29 de octubre de 20140 COMENTARIOS AQUÍ

(Así relata mi tío abuelo Rubén Gutiérrez el comienzo de la época de vacas flacas en la casa de mis abuelos, mi mamá y mis tías. Hablamos del final de la década de los años sesenta, época en que aún quedaban muchos rezagos de la violencia bipartidista. A mi abuelo, conservador más de nombre que de verdadera convicción, lo atacaron unos bandoleros liberales en la tienda de la esquina de la casa donde vivía él con su familia. Es decir, mi familia. Allí se supone que lo habían llamado para negociar un viaje en taxi hasta Bogotá).

Enrique tiene su carrito y lo trabaja para el sustento de sus pequeños. Lo tiene en Siracusa. Una tarde, por los lados del hospital, lo atacan unos bandidos y lo hieren a machetazos en la cabeza y los brazos. Cuando me avisan ya lo están curando en el hospital, sale a los dos días y se recluye en su hogar de Siracusa. Le da el carrito a un chofer para que lo maneje a porcentaje, en los primeros días le pasa algo de dinero pero pasan los días y le entrega poco. Este chofer, para que Enrique no salga a trabajar y le quite el carro, le dice siempre: “Vea, don Enrique, no vaya ni intente salir a la calle, ya que a usted lo están preguntando y esperando para acabarlo de matar”.

Mi hermano le cree y, debido al pavor que lo acompaña por lo que le pasó, le deja el carro. Pero pasados dos meses, el chofer se revela a entregarle dinero del realizó aduciendo que ha hecho arreglar el carro. Cuando Enrique acuerda ya no hay nada de carro, está acabado. Realiza algunos pesos y queda varado sin con qué alimentar a su familia. Brega a hacer algo, pero no encuentra en qué; algunos familiares tienen que darle la comida. Entonces busca en qué pueda ganarse algunos pesos: va a la galería con panela, y no levanta nada.
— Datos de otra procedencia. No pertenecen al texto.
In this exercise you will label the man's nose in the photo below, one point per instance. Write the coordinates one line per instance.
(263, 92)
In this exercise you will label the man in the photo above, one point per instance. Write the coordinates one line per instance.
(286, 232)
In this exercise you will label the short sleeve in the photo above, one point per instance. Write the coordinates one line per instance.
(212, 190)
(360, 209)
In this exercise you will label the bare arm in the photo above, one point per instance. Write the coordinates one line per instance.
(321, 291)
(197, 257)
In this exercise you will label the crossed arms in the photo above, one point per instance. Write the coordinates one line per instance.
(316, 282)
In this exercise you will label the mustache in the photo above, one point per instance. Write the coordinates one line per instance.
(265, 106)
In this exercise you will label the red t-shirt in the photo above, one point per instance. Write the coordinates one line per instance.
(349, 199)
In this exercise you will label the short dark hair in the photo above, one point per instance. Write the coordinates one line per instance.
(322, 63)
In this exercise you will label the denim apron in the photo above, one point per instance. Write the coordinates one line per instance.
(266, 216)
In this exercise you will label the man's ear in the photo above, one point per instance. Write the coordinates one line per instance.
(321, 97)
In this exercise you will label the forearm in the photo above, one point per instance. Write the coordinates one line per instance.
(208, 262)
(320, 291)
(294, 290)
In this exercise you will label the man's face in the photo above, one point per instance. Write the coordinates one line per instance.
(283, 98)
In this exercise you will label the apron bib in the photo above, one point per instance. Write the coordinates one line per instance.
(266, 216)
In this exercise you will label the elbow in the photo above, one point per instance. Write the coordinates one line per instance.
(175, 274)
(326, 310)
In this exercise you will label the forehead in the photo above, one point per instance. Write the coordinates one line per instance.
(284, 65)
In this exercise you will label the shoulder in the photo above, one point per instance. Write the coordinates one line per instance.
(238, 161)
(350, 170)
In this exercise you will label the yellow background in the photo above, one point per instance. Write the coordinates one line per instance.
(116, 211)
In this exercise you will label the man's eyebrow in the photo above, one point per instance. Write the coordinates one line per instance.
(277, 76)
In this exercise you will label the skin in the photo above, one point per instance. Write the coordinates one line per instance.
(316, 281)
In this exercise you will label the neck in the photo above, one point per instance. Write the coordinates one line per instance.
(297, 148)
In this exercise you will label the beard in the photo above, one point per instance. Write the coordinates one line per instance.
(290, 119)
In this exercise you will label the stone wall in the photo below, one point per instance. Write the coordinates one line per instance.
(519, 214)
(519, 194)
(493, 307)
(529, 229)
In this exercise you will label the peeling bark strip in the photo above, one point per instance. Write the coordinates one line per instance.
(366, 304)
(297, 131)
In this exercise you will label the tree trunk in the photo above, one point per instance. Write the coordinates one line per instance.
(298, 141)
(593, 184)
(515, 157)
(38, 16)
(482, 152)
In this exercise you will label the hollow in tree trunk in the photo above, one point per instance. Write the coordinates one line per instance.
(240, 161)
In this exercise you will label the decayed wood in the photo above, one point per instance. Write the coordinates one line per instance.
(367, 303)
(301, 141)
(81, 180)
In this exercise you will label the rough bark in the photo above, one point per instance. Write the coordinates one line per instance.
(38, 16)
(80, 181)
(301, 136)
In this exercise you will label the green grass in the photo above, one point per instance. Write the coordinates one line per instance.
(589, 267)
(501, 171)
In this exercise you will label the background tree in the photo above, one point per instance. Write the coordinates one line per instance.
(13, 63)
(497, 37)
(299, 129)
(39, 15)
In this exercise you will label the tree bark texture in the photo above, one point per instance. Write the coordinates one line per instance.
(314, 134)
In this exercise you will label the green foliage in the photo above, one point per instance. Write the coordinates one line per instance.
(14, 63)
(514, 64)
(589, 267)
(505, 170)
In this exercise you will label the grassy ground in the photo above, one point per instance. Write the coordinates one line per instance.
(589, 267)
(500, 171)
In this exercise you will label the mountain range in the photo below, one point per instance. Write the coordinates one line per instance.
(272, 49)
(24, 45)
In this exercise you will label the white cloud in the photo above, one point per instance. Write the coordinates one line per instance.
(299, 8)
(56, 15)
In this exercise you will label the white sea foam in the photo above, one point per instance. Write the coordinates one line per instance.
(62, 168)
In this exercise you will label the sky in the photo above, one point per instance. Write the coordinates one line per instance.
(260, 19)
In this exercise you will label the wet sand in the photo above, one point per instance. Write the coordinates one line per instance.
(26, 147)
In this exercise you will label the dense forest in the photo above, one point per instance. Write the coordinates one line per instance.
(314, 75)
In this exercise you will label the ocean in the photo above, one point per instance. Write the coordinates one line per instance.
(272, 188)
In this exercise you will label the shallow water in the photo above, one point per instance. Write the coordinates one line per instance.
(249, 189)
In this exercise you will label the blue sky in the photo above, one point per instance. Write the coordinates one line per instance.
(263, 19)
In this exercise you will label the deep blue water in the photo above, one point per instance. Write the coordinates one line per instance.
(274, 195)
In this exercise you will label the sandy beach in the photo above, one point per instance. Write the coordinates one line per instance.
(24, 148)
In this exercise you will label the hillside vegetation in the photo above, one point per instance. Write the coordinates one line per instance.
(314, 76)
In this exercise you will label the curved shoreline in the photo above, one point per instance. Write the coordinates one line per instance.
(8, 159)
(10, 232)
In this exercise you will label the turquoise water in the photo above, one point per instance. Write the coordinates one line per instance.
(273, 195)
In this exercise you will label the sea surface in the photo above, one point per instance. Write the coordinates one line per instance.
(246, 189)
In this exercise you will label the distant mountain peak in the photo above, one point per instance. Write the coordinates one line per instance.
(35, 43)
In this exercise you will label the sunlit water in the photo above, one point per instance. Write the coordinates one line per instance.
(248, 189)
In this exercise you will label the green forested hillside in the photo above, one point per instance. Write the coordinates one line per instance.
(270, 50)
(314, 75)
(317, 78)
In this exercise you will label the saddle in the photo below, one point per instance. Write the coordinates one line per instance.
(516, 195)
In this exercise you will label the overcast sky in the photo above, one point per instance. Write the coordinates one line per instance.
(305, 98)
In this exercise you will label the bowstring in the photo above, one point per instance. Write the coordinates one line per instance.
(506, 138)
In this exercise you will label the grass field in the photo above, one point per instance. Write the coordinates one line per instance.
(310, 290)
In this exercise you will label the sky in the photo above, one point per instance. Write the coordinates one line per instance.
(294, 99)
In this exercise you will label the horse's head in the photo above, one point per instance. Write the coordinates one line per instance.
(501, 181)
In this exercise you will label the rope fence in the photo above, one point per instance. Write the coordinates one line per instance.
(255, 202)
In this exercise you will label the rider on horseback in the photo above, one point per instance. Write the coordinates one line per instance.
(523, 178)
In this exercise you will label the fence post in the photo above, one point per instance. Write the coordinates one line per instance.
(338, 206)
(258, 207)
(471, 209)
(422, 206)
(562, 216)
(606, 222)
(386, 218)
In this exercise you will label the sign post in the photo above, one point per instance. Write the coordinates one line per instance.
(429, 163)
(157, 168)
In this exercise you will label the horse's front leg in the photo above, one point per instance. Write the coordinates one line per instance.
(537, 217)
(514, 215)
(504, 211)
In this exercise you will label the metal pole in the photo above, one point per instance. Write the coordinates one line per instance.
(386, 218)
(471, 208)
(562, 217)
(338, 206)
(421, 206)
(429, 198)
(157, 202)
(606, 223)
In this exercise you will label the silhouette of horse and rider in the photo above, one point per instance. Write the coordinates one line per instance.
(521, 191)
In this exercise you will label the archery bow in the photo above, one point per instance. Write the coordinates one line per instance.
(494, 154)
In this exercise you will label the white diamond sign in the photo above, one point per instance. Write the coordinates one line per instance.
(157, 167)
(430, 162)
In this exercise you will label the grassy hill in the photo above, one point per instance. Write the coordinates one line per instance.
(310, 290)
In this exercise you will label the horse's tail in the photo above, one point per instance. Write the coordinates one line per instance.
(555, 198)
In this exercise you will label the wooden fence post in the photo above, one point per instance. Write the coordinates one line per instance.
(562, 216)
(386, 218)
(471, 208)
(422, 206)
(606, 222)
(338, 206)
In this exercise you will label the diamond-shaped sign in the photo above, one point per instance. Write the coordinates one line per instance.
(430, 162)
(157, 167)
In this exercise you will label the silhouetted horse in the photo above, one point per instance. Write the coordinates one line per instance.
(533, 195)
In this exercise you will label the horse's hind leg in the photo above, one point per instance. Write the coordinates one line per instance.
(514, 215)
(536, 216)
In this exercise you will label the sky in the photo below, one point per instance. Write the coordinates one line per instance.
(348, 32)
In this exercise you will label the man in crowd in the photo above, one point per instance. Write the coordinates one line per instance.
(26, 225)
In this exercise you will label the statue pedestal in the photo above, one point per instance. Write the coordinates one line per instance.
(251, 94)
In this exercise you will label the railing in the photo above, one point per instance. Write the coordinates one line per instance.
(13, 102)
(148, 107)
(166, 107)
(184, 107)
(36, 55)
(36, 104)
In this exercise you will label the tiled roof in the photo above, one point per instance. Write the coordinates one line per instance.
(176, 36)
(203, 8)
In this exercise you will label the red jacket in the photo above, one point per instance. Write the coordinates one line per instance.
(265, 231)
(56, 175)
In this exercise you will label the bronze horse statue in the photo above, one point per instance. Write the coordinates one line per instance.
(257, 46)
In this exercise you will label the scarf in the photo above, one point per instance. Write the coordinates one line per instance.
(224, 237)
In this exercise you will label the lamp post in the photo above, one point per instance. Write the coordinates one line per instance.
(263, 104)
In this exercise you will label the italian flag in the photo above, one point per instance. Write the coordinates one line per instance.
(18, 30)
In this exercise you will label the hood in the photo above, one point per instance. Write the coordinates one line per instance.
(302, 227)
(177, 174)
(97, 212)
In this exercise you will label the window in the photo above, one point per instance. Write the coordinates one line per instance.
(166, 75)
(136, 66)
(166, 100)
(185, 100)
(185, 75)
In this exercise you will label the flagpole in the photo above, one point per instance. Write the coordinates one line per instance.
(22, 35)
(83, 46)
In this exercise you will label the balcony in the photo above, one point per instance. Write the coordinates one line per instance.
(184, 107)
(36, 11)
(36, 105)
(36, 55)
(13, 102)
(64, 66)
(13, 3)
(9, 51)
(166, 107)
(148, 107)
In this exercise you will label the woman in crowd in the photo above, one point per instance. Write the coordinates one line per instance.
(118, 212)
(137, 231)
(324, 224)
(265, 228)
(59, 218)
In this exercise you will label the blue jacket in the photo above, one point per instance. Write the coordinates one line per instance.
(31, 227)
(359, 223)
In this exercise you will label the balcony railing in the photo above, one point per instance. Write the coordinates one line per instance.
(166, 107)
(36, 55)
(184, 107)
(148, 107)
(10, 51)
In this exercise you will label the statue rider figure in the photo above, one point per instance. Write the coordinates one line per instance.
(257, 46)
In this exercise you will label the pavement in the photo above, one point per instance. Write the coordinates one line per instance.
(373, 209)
Algún día llega a mi depósito y, dado que en esos días habían llegado al pueblo, como cupo, unos ocho automóviles Ford 61 bellos y poderosos, yo le pregunto: “Oiga, hermano, póngase a manejar algún carro, aunque sea al porcentaje”, y me replica diciendo: “¿No ve cómo me quedó esta mano? Mírela no más, toda gorobeta y torcida. Nooooo, noooo, yo no puedo”, y hacía muecas y torceduras del cuerpo.

Viendo yo a mi hermano en esa situación tan deprimente para mí, le digo de nuevo: “Hermano, y si yo comprara uno de esos poderosos Ford 61, ¿no serías capaz de manejarlo?” Ahí sí: se le destorció la mano, se enderezó y se alivió del totazo. Pues entonces nos fuimos a Cali y compramos uno en veintiséis mil pesos; lo matriculamos en la empresa y mi hermano puede seguir llevando el pan para sus hijitos. Cuidaba mucho de este vehículo y no lo trabajaba de noche.